In December, Pervaiz decided to file a lawsuit against Surette, a process that cost more money.
Meanwhile Surette said he was travelling in Alberta, saying he was out in Fort McMurray, an area still reeling from the devastation of a major wildfire.
That had Pervaiz worried about other people potentially being preyed on.
Pervaiz decided against filing a police report because he says he was told the onus would be on him to prove that he had been a victim. At most, he says, Surette might be convicted of something, but he still wouldn't have his money back
"I think what's key here is that, regardless of if you have a solid contract with all the terms and conditions, you have to have something that secures any cash… So maybe the best thing here is, until you come and provide me either the goods to my home, at which point I will pay you… or if you fail to provide them, then I don't."

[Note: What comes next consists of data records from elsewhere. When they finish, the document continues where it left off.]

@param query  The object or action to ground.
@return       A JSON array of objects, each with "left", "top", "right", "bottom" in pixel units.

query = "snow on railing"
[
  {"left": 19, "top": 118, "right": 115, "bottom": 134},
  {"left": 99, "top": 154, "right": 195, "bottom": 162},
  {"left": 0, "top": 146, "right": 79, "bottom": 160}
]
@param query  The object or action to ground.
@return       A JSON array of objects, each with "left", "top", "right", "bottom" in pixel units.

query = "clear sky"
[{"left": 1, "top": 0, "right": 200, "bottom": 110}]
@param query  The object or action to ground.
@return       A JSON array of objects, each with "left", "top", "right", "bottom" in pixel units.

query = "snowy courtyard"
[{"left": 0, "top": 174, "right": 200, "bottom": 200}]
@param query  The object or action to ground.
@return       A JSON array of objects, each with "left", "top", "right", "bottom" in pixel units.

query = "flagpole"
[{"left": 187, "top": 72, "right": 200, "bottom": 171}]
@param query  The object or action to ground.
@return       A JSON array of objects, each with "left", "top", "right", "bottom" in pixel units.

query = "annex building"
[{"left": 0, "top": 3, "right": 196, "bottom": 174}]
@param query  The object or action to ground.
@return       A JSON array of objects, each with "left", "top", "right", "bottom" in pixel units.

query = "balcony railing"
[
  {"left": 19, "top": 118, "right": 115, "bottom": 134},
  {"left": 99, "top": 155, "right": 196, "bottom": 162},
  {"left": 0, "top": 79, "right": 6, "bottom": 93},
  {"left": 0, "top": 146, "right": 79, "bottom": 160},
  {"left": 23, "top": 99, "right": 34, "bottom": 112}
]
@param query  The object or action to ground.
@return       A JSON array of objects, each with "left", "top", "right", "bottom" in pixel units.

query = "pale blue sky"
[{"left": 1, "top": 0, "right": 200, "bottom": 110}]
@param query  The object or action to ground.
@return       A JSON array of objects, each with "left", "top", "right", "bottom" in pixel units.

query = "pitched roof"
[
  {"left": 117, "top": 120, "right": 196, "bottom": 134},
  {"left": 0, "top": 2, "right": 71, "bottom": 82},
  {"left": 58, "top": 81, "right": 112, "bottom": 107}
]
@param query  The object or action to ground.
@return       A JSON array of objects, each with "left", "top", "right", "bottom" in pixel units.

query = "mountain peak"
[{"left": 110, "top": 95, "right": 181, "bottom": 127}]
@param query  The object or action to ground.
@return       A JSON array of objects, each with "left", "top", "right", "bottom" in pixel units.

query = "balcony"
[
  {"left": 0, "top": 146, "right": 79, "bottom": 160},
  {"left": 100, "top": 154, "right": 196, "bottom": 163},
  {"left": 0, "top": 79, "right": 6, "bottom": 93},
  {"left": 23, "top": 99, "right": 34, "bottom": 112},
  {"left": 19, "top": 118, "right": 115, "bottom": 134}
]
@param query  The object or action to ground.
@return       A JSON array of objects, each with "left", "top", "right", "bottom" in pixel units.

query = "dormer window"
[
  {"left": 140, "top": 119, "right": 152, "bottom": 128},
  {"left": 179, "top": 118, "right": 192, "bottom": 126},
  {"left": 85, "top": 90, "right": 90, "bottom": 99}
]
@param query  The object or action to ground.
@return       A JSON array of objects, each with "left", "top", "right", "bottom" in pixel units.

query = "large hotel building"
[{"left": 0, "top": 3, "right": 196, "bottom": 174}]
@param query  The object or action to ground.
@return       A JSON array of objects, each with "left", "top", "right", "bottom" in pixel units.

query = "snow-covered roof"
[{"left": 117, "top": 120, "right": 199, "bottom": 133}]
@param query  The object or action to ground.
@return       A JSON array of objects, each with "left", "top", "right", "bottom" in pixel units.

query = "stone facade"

Experience has left him rattled
Pervaiz is now waiting for a decision from small claims court, hoping to get his money back. He is also trying to stop others from going through the same experience. He says he has since heard from Surette, who told him that he has received legal documents that were sent to him.
But the whole experience has left him rattled, he says.
For a person who says he never provides payment up front for anything, he said took a risk, thinking he was safe because Surette was someone he knew.
"You don't really always know people even if you think you know who they are."